= CALDIC =

1950s electronic digital computer

CALDIC (the California Digital Computer) is an electronic digital computer that was built at the University of California, Berkeley, with the assistance of the Office of Naval Research, between 1951 and 1955. It was to assist and enhance research being conducted at the university with a platform for high-speed computing.

CALDIC was designed to be constructed at a low cost and simple to operate, by standards of the time. Input and output was via paper tape, which could be created or displayed using a teletype. It was a serial decimal machine with an 8 in, 10,000-word magnetic drum memory. (As CALDIC's decimal words were 10 digits each, the magnetic memory could store about 400,000 bits.) It contained 1,300 vacuum tubes, 1,000 crystal diodes, 100 magnetic elements (for the recording heads), and 12 relays (in the power supply). It weighed about 1500 lb. It was capable of speeds of 50 iterations per second. CALDIC was a stored program computer with a six-digit instruction format (two digits for the opcode and four digits for the memory address).

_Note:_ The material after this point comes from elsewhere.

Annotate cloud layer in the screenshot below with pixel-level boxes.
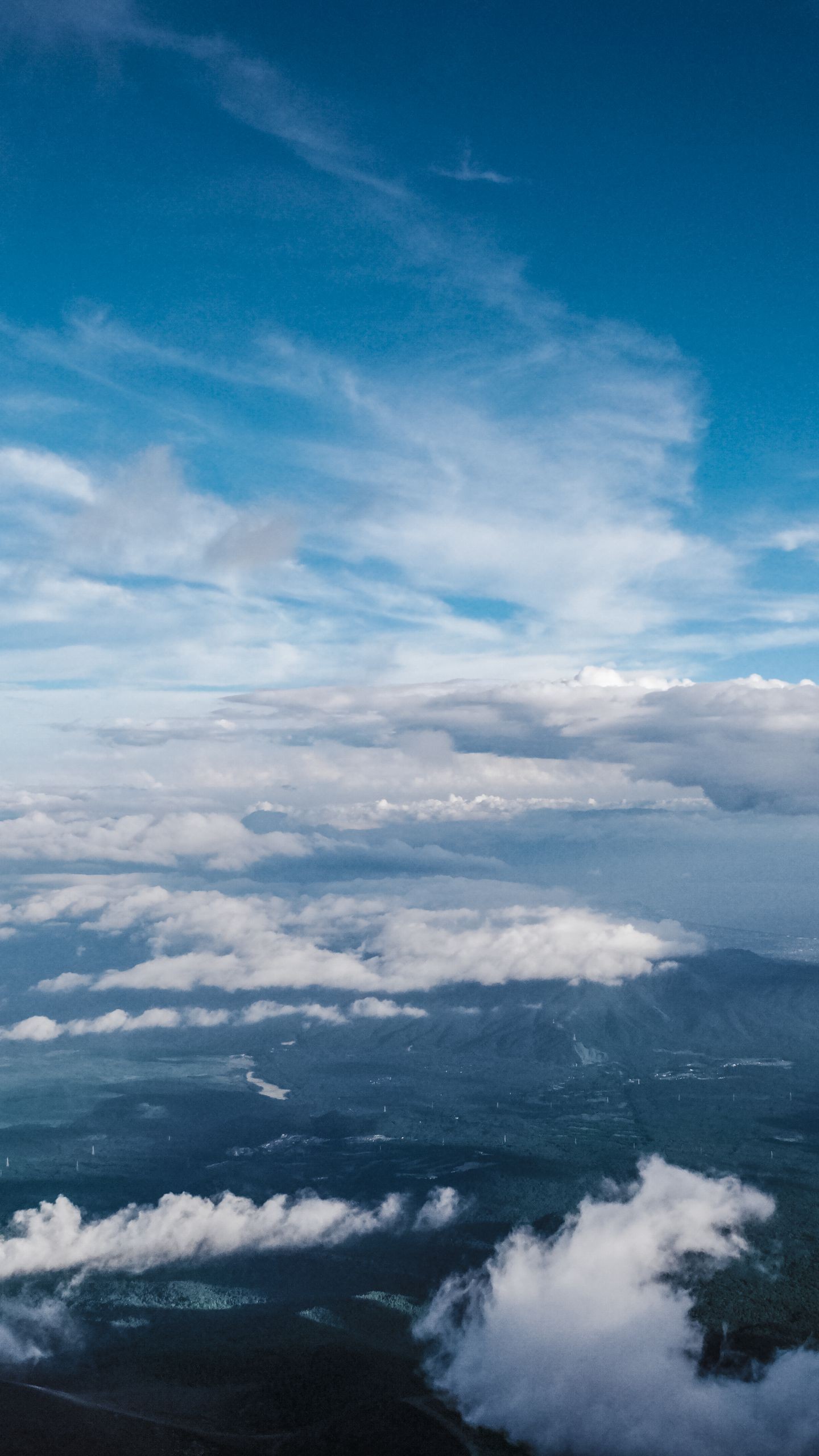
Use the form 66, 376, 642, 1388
5, 878, 702, 996
0, 1188, 458, 1280
418, 1156, 819, 1456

The computer was initially planned by Paul Morton, Leland Cunningham, and Dick Lehmer; the latter two had been involved with the ENIAC at the University of Pennsylvania, and Lehmer had given one of the Moore School Lectures. Morton oversaw the design and construction with a team comprising electrical engineering graduate and undergraduate students at the university, more than 35 in total, including Doug Engelbart (who later invented the computer mouse) and Al Hoagland (a pioneer of the computer disk industry).

The machine was first ready for use in the summer of 1953 and mostly operational in 1954. Development cost through July 1955 was approximately $150,000.